Home

Awesome

MiniDisc

This repository contains code for paper titled MiniDisc: Minimal Distillation Schedule for Language Model Compression.

**************************** Updates ****************************

<!-- Thanks for your interest in our repo! -->

Quick Links

Overview

Recent studies have uncovered that language model distillation is less effective when facing a large capacity gap between the teacher and the student, and introduced teacher assistant-based distillation to bridge the gap. As a connection, the scale and the performance of the teacher assistant is of vital importance to bring the knowledge from the teacher to the student. However, existing teacher assistant-based methods require maximally many trials before scheduling an optimal teacher assistant.

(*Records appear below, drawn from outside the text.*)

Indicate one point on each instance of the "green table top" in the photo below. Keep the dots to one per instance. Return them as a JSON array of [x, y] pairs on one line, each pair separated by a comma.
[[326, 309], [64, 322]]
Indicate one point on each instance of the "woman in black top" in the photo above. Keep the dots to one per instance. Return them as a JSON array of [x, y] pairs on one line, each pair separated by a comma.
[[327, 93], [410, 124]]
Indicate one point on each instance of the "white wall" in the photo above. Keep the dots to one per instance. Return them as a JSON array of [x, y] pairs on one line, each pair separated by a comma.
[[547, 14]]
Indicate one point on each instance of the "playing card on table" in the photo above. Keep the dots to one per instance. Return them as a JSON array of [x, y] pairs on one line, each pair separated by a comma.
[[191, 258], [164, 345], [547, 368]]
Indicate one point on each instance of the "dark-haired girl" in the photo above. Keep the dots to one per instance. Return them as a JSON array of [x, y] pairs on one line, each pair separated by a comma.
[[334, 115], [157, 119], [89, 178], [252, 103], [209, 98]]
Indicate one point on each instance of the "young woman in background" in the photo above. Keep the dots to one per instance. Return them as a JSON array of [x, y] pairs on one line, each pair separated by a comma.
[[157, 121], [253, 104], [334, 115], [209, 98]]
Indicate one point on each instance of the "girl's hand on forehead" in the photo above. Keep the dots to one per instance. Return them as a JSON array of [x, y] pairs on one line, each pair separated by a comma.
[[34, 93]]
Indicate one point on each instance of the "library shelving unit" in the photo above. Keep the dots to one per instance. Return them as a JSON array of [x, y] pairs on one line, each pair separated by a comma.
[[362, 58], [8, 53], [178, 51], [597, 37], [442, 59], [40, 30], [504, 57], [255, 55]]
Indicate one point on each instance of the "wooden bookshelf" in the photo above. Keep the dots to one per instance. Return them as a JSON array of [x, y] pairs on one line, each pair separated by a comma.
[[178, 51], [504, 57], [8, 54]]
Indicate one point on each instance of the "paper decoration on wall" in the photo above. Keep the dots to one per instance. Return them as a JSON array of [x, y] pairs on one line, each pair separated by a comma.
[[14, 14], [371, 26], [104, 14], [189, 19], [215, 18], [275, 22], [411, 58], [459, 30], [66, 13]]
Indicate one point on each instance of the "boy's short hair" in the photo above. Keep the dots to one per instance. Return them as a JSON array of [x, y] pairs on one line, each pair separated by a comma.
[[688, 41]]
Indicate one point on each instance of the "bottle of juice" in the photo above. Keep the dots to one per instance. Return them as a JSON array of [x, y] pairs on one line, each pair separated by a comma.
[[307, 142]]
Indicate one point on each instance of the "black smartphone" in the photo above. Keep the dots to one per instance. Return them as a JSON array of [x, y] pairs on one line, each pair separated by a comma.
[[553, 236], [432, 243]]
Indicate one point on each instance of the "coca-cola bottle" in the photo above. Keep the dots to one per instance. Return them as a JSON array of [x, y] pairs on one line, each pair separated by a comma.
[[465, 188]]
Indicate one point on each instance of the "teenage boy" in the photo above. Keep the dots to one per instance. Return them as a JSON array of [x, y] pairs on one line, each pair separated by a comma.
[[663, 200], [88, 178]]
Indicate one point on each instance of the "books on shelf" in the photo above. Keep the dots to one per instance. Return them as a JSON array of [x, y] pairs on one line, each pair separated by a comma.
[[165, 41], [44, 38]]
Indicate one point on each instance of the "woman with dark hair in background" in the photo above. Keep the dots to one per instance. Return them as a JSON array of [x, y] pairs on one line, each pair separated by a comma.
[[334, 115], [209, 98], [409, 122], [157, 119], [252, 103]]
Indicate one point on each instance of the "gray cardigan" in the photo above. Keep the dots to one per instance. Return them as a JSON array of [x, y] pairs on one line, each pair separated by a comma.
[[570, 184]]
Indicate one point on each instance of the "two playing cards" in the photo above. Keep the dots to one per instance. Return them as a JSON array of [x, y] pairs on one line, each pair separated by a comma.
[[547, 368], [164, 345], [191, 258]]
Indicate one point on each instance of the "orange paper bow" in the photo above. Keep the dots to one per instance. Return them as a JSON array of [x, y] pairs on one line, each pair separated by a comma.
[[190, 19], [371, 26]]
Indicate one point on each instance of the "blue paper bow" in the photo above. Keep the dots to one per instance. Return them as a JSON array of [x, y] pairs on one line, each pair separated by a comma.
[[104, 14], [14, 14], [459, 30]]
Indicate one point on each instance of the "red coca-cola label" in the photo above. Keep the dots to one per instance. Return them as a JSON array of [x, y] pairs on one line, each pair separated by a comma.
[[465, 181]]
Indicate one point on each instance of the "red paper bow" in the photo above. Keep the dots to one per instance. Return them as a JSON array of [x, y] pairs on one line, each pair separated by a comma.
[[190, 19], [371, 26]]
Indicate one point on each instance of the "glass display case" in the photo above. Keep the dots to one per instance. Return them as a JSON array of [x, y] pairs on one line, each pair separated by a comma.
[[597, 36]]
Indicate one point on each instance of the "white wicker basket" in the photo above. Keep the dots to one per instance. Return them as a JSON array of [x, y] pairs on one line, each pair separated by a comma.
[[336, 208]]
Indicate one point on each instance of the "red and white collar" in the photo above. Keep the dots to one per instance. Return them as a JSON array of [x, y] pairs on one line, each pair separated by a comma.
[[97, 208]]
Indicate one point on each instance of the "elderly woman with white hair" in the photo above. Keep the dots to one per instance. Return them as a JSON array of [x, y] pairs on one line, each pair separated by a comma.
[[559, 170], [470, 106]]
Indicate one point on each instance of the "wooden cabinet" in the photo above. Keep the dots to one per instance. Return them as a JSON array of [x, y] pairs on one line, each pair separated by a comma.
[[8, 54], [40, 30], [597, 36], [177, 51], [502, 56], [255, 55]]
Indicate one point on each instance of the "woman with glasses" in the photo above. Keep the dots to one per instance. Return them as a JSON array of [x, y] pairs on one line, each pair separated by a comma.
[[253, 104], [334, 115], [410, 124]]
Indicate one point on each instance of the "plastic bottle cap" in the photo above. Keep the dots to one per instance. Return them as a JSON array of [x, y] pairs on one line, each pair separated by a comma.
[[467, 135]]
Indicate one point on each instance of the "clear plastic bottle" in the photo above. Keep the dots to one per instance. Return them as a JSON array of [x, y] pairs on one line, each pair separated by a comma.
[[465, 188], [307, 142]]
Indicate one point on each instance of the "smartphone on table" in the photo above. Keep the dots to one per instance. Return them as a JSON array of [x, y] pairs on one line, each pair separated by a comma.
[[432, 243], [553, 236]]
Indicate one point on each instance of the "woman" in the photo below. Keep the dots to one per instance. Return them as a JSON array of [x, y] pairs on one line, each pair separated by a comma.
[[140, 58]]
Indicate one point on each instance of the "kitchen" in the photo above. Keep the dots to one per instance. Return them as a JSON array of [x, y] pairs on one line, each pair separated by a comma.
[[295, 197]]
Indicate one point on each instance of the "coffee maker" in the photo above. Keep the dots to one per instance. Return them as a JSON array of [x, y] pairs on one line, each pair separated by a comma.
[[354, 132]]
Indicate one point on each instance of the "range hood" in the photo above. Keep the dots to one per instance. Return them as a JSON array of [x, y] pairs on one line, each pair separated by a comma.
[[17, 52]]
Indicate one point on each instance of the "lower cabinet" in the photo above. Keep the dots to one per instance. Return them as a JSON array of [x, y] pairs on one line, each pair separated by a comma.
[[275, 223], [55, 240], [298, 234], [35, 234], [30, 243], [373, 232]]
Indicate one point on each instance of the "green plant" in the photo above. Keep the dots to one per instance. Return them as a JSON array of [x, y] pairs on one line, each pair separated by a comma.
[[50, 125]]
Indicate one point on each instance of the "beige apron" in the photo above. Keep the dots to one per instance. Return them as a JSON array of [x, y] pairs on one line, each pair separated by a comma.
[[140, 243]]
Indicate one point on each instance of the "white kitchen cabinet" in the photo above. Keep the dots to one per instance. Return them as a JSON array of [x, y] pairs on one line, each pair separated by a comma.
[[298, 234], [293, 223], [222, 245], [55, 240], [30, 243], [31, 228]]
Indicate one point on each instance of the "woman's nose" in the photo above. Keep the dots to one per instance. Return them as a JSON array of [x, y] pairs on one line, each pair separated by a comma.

To this end, we propose a minimal distillation schedule (MiniDisc) for scheduling the optimal teacher assistant in minimally one trial. In particular, motivated by the finding that the performance of the student is positively correlated to the scale-performance tradeoff of the teacher assistant, MiniDisc is designed with a λ-tradeoff to measure the optimality of the teacher assistant without trial distillation to the student. MiniDisc then can schedule the optimal teacher assistant with the best λ-tradeoff in a sandwich framework. MiniDisc is evaluated with an extensive set of experiments on GLUE. Experimental results demonstrate the improved efficiency our MiniDisc compared to several state-of-the-art baselines. We further apply MiniDisc to a language model with billions of parameters and show its scalability.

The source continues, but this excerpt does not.